British journalist (born 1965)

Tom Hilditch (born 1965 in United Kingdom) is a journalist and magazine publisher based in Hong Kong.

He grew up in Warwickshire, England and was educated at Princethorpe College and Manchester University. He began his career as a trainee reporter at The Rugby Advertiser in 1987, before working for Fleet Street News Agency and The Sun newspaper in 1989.

In 1997, as UK editor-in-chief of Penthouse Magazine he oversaw an attempt to rebrand the magazine as PH.UK and reposition it as a middle-shelf "adult magazine for grown-ups". Fashion photographers from The Face and Vogue Magazine, such as Corinne Day, Iain McKell and Ben Westwood, were hired to provide images. The attempt, which generated considerable media interest at the time, failed.

Hilditch returned to Asia in 1998. His writing was sometimes controversial,. His longform investigations into the plight of the Thai Elephant, The Hello Kitty Murders, methamphetamine abuse and other topics have been widely published in magazines including British Esquire, The Sunday Times, GQ, Maxim, Marie Claire, The Independent on Sunday, Stern, US Playboy and Asiaweek.

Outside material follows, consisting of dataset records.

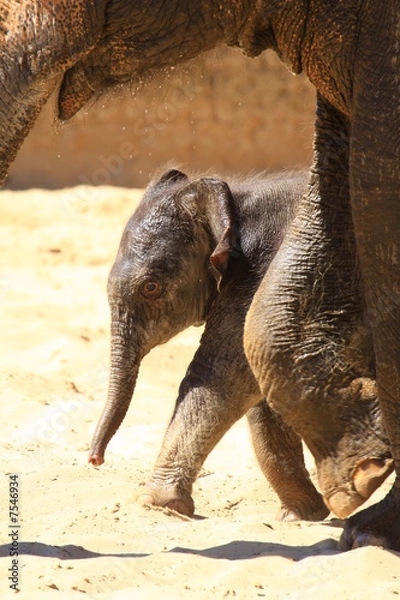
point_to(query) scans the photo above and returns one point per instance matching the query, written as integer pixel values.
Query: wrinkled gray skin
(350, 51)
(162, 281)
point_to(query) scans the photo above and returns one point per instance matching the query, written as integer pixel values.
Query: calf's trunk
(124, 368)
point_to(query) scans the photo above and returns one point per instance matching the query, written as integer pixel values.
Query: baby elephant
(195, 252)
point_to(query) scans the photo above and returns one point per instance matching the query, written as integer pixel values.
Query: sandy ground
(81, 534)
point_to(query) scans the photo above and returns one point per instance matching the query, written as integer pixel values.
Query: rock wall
(223, 112)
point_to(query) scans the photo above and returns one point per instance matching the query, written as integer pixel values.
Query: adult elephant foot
(378, 525)
(167, 496)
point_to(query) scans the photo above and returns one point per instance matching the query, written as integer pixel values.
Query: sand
(81, 534)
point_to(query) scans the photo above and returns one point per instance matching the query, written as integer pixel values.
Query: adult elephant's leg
(303, 331)
(38, 40)
(375, 196)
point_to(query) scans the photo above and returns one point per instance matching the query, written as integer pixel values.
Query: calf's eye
(151, 290)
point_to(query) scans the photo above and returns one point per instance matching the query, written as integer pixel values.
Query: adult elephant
(351, 53)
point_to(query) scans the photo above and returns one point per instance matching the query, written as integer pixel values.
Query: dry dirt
(81, 534)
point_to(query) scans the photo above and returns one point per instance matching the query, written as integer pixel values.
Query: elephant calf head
(174, 250)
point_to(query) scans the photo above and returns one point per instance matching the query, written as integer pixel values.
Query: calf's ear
(222, 220)
(173, 176)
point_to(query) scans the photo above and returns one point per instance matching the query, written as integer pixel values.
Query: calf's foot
(167, 496)
(309, 512)
(378, 525)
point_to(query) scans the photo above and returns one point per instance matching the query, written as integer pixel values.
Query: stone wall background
(224, 113)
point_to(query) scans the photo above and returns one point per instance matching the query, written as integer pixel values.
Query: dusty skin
(82, 535)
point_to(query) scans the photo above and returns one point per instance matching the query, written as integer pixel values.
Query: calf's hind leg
(218, 389)
(279, 453)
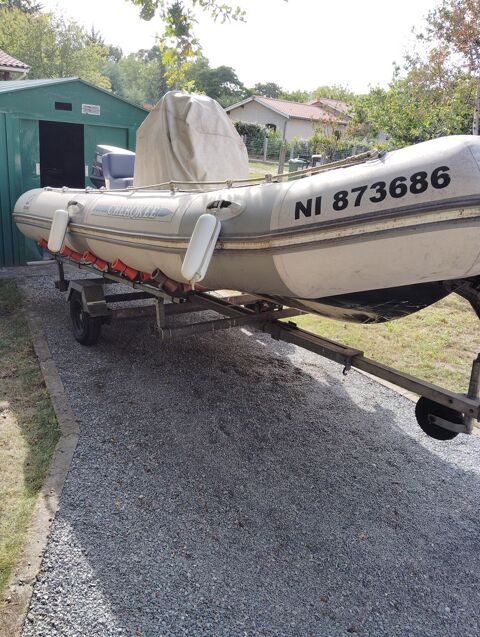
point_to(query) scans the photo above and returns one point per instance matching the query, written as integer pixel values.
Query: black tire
(425, 408)
(86, 328)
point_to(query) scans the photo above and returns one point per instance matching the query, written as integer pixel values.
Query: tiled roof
(291, 109)
(337, 105)
(295, 109)
(14, 64)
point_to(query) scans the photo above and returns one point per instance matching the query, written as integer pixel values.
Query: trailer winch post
(473, 391)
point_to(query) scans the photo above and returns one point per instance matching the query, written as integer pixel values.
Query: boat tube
(366, 242)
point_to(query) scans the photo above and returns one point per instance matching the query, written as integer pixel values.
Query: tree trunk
(476, 115)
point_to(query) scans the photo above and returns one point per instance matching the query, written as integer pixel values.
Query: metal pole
(473, 390)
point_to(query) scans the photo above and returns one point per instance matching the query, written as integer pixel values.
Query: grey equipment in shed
(113, 167)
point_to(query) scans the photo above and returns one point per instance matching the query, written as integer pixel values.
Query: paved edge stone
(18, 593)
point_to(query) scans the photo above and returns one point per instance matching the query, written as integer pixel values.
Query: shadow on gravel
(220, 489)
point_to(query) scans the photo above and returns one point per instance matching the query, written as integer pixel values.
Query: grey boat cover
(188, 138)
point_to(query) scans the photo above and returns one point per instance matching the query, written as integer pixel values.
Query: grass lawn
(28, 428)
(261, 168)
(437, 344)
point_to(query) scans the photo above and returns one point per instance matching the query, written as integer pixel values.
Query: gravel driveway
(230, 485)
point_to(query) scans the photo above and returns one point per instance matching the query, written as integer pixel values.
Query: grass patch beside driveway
(28, 428)
(437, 344)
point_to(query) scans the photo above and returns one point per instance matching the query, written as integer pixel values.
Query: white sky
(299, 44)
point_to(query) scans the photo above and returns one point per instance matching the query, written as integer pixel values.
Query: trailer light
(75, 256)
(118, 266)
(130, 273)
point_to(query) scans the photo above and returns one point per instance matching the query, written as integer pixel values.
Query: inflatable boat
(375, 240)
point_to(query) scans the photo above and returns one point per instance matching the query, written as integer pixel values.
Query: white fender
(58, 230)
(200, 249)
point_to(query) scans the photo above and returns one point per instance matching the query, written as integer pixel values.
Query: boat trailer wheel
(86, 328)
(427, 408)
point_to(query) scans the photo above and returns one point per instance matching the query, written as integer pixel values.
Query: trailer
(441, 413)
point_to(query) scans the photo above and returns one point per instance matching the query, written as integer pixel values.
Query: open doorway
(61, 155)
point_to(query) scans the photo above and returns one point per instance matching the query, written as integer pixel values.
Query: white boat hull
(409, 218)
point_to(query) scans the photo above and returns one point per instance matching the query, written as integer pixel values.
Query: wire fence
(269, 150)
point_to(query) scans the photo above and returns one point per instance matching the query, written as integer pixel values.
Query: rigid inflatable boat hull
(409, 218)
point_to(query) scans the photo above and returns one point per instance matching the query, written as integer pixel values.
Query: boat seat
(118, 170)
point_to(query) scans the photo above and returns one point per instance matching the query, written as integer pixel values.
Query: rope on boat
(237, 183)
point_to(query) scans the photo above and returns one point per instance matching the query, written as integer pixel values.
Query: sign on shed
(48, 133)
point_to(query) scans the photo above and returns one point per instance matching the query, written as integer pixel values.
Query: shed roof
(19, 85)
(337, 105)
(7, 61)
(11, 86)
(290, 110)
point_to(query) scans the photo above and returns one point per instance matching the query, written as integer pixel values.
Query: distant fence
(268, 149)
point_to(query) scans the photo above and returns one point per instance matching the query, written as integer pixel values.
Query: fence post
(281, 159)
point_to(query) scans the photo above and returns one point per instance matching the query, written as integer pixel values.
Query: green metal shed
(48, 133)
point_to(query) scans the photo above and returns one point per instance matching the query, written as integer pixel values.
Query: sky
(299, 44)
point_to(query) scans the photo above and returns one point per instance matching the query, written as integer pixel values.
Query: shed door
(61, 155)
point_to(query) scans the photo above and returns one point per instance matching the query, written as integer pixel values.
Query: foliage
(138, 77)
(217, 10)
(268, 89)
(221, 83)
(295, 96)
(52, 46)
(251, 131)
(335, 92)
(331, 144)
(453, 30)
(178, 44)
(409, 114)
(433, 93)
(27, 6)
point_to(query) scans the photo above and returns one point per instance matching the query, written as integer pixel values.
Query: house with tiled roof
(11, 68)
(291, 119)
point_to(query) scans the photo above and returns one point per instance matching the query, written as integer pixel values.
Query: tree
(138, 77)
(220, 83)
(269, 89)
(409, 113)
(295, 96)
(52, 47)
(453, 33)
(27, 6)
(180, 48)
(218, 10)
(335, 92)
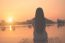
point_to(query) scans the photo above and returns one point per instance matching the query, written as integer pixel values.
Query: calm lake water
(25, 34)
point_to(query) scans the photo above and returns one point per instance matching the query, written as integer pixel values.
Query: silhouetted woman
(40, 35)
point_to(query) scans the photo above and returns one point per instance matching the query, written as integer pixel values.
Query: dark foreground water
(25, 35)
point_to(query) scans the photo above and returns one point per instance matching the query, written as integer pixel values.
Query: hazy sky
(25, 9)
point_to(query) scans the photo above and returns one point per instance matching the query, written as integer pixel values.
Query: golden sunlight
(9, 19)
(10, 28)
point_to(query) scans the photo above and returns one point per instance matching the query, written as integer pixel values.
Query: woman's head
(39, 13)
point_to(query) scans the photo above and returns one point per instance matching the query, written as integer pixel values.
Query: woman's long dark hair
(39, 14)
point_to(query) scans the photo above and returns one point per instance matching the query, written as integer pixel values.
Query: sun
(10, 19)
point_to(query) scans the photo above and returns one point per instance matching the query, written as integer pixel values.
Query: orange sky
(25, 9)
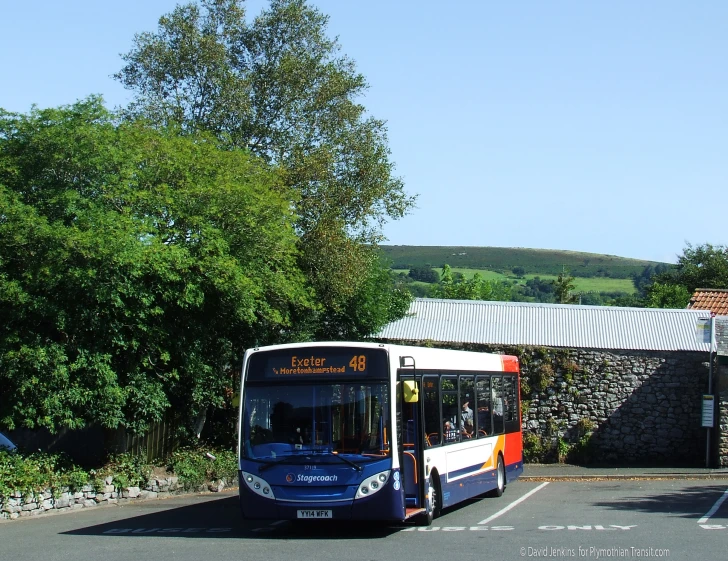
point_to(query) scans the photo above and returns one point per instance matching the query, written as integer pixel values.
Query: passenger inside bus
(451, 435)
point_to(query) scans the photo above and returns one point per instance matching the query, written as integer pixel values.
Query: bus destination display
(318, 364)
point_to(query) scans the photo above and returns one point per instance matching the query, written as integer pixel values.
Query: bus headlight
(257, 485)
(372, 484)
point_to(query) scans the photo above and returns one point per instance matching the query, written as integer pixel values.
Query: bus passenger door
(411, 440)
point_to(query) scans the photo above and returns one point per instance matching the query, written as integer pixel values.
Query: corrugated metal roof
(550, 325)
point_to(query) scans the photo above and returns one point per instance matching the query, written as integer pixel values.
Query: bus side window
(483, 417)
(431, 401)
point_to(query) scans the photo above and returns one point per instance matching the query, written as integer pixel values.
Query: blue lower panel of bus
(385, 504)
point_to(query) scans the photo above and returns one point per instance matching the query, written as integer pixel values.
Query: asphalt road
(666, 519)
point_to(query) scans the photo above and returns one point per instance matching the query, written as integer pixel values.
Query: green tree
(702, 266)
(564, 289)
(667, 296)
(280, 88)
(135, 267)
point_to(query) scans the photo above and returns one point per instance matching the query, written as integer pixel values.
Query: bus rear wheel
(501, 479)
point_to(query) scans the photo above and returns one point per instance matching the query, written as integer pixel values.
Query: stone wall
(18, 505)
(621, 407)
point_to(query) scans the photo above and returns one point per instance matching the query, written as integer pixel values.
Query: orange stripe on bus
(510, 363)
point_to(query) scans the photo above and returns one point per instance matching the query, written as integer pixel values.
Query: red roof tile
(713, 299)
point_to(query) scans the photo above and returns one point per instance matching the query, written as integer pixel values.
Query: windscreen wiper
(356, 466)
(268, 465)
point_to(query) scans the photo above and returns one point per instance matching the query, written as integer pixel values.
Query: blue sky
(598, 126)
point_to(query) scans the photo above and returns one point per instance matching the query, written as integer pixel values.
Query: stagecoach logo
(301, 478)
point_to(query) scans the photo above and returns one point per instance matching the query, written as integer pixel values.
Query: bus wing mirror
(411, 392)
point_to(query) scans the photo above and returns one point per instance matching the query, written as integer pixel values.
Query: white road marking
(715, 508)
(513, 504)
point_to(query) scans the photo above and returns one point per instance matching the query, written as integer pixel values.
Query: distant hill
(504, 259)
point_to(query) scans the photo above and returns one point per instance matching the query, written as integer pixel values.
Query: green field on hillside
(503, 260)
(592, 284)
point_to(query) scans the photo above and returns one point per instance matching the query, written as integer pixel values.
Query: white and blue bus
(368, 431)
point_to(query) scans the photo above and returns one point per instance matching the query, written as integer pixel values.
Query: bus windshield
(295, 422)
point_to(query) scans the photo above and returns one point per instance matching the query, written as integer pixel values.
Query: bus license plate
(314, 514)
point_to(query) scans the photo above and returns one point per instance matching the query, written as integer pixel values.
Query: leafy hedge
(34, 473)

From 2004 to 2008, he was Group Editorial Director of Asia City Publishing which produces free listings magazines HK Magazine, Where Hong Kong, Where Macau, as well as several books and guides. In 2004, in collaboration with publisher Stephen Freeman, he conceived and launched The List Magazine, a resource magazine for Hong Kong people. During a holiday break in 2007, he reported eye-witness accounts of the Burmese Saffron Revolution and its brutal crackdown. Hilditch resigned from Asia City Publishing shortly afterwards. The following year he founded the media company that became Hong Kong Living Ltd which publishes a number of books and lifestyle magazines including Hong Kong Island Magazine, Sai Kung & Clearwater Bay Magazine, Expat Parent Magazine, Mid Levels Magazine and Southside & The Peak Magazine

In March 2019, he co-launched a controversial campaign to lobby the Foreign Correspondents' Club of Hong Kong to drop its anti-harassment policy citing free speech.